When developing software, it is important to understand how different types of licenses work, i.e., what conditions have to be met when using them. It’s also essential to have appropriate tools and protocols in place for identifying and managing all the licenses used in the software. Today, there are many online tools that can track and identify licenses in software code.
Open-source software compliance is achieved when all the components of the software meet the requirements of the license. Below we summarise how these requirements can be met and validated - before, during and after development.
Before and during development, it is essential that all developers on the team are thoroughly informed and educated about the specifics of each licence, including open-source licences, to understand their precise implications. The best way to do this is to establish a policy for managing open-source licenses. The policy should clearly and transparently summarise: how to identify and label the respective licenses in the software code, which licenses are the most frequently occurring, which ones are preferred, and which to avoid.
When auditing software code or database elements for open-source elements, it’s not enough to identify the license itself. It’s also crucial to grasp how the open-source code or database is utilised within the product, and what the interplay is between this and the license terms. It may be that the license is only needed for product validation and does not appear in the final product, so it must be handled differently. In many cases, you need an expert to interpret the software product and license terms.

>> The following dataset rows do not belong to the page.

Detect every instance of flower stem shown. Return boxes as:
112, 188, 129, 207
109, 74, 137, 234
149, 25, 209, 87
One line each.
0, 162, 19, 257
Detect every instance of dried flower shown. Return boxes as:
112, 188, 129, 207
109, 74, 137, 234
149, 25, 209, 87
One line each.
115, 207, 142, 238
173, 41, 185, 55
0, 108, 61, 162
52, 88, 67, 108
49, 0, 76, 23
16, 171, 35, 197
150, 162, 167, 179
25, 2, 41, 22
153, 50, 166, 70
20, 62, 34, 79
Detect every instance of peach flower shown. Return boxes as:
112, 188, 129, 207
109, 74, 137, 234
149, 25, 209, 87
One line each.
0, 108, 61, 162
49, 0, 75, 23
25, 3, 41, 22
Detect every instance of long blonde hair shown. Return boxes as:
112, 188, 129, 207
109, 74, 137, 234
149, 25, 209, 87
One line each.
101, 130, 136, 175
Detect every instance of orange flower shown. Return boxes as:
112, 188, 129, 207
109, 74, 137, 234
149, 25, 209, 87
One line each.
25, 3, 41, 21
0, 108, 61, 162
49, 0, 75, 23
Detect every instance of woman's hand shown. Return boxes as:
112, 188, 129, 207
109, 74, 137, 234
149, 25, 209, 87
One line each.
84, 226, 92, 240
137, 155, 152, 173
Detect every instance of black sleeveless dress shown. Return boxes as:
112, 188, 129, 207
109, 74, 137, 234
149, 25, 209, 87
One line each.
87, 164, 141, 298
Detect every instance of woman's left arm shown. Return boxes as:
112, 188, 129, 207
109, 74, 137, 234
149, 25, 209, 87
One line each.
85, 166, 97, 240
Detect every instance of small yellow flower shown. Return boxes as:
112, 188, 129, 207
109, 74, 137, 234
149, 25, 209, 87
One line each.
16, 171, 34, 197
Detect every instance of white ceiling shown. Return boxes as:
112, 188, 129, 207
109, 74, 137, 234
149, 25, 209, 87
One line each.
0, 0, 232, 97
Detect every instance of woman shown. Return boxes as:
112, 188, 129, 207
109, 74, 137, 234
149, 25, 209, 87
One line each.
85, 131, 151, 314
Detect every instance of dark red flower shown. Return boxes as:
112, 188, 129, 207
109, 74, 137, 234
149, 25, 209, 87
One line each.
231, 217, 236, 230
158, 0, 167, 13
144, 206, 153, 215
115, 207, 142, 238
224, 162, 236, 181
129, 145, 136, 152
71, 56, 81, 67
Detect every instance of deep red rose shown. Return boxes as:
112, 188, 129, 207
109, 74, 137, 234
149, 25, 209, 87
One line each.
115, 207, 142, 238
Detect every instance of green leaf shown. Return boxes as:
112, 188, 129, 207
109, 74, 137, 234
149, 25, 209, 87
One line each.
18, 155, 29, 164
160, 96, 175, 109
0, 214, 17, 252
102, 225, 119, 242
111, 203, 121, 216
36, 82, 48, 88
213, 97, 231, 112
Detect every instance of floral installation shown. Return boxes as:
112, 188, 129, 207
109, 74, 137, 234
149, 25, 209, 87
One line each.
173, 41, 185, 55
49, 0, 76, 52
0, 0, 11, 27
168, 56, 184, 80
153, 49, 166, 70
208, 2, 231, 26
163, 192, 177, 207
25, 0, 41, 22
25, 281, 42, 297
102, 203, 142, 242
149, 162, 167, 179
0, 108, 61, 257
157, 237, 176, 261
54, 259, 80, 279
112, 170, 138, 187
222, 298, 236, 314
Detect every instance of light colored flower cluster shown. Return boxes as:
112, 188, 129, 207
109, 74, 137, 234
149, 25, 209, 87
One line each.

If, after development, you discover that a software product doesn’t comply with all the licence conditions, there are various ways to rectify the problem. To properly handle the problem, it is also necessary to assess which solution is the safest, most common, fastest and most cost-effective for the company. The obvious option is trying to replace the toxic software code or database, but if the affected component provides the core of the software, this may be impossible or would take too much time and resources. Another option is to obtain an alternative license to use the infringing component in the software product. This option can be problematic, for the costs associated with commercial use may be excessive. In extreme cases, for example, if the toxic component cannot be used under alternative license terms due to limitations on a grant or other funding, this is not a plausible solution, meaning the component must be removed from the product. Remember, if none of these solutions is implemented, the infringing software product poses a significant business risk, as set out above.
Software in bioinformatics and life sciences often links to databases, such as pre-clinical and clinical trial databases, which can only be used under a special license. If the software product is associated with a medical device, the distribution of the device itself may also be affected by compliance with the license.

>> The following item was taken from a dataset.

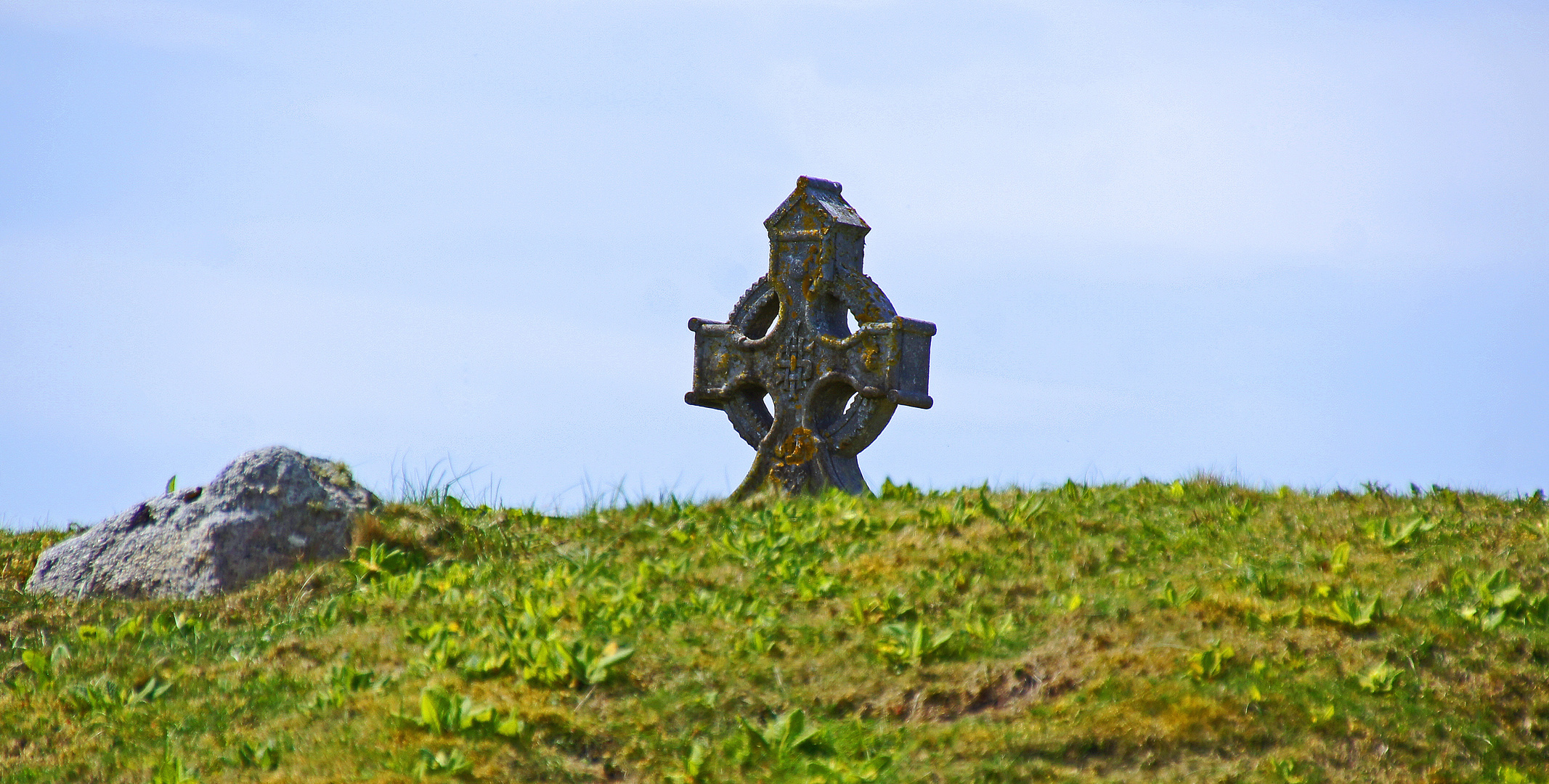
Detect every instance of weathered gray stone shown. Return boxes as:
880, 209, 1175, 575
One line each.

In the medical field, patent applications are common. When technical know-how related to software or database elements is disclosed in a patent application or associated articles, but ultimately the patent is not granted, this information enters the public domain. Consequently, while it cannot be patented again and becomes available for general use, copyright and database rights may continue to protect it. Information on what specific applicable rights can be determined by examining the related technical publications, or through a dedicated background investigation.
The above shows that establishing a set of rules at the outset of software development is crucial to ensuring the creation of legally compliant software. A failure to do so can lead to serious, potentially irreparable issues, which could even lead to the downfall of the company.